Beverly Hills Vamp is a 1989 direct to video comedy horror film directed by Fred Olen Ray and starring Eddie Deezen and Britt Ekland.

==Plot==
Three nerds, Kyle, Brock and Russell want to make a film, so they take their script to Brock's uncle Aaron Pendleton, a "famous" film director in Hollywood. While Uncle Aaron is reading the script, the boys do a little sightseeing.

First stop is a call girl service in Beverly Hills where they meet Madame Cassandra and her girls; Jessica, Claudia and Kristina, all of whom are vampires. Kyle, trying to be faithful to his girlfriend Molly, leaves the brothel.

When neither Brock nor Russell return home that night, Kyle revisits the brothel.
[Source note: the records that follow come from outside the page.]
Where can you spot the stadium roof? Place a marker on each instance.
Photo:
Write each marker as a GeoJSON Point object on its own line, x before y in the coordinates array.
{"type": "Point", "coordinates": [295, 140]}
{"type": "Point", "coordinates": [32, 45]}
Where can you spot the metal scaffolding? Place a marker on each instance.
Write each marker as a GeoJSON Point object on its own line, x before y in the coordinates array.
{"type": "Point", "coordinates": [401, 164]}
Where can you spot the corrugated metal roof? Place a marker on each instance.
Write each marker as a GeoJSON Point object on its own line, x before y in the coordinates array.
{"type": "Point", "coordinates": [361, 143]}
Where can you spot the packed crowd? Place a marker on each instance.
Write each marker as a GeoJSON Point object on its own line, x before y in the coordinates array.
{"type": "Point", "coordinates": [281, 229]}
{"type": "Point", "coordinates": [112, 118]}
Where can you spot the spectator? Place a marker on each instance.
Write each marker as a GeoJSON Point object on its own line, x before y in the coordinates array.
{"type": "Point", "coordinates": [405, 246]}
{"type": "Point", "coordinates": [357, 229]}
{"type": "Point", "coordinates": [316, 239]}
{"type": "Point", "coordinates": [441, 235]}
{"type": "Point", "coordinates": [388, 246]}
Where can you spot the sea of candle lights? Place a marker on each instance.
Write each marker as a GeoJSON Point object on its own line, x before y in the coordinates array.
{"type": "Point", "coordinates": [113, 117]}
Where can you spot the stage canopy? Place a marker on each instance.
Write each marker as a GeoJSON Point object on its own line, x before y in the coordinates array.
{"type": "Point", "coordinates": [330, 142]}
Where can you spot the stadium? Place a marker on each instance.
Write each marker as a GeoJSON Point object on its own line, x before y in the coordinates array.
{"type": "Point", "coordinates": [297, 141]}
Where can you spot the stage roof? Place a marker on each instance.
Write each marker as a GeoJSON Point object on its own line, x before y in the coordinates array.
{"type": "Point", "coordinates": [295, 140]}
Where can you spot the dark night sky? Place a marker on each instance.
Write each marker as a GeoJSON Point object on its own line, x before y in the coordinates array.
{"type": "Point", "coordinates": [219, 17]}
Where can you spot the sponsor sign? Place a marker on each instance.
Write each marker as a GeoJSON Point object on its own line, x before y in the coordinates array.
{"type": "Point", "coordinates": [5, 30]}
He finds that no one remembers his friends. Kyle goes to the police, but they advise him to wait until his friends show up. Becoming worried, Kyle calls Molly, who catches the next flight to Hollywood.

While explaining the disappearance to Uncle Aaron, Brock shows up, looking pale and clammy and with two bites on his neck. Sure that they are dealing with vampires, they get advice (and props) from Father Ferraro and, one by one, Kyle destroys the vampires...except for Brock and Molly.

==Cast==
- Eddie Deezen as Kyle Carpenter
- Britt Ekland as Madame Cassandra
- Tom Shell as Russell
- Tim Conway Jr. as Brock Pendleton
- Michelle Bauer as Kristina
- Jillian Kesner as Claudia
- Debra Lamb as Jessica
- Jay Richardson as Aaron Pendleton
- Brigitte Burdine as Molly
- Robert Quarry as Father Ferraro
- Ralph Lucas as Balthazar
- Dawn Waldman as Cleaning Lady

==Reception==
A reviewer for The Age gave Beverly Hills Vamp a mixed review, comparing Deezen to Jerry Lewis and remarking that the film managed to be "entertaining in a schlocky sort of way". Jerry D. Metz Jr noted that the film did not adhere to typical slasher film tropes, as Deezen's character chose to remain faithful to his girlfriend when he and his friends go to a brothel, as opposed to indulging.

Nick Prueher of the Found Footage Festival posted the trailer to the Festival's website, writing that Vidmark's trailers "were always better than the movie you were about to watch".

An independent reviewer commented: "This is an excellent example of what you can make on a six-day schedule."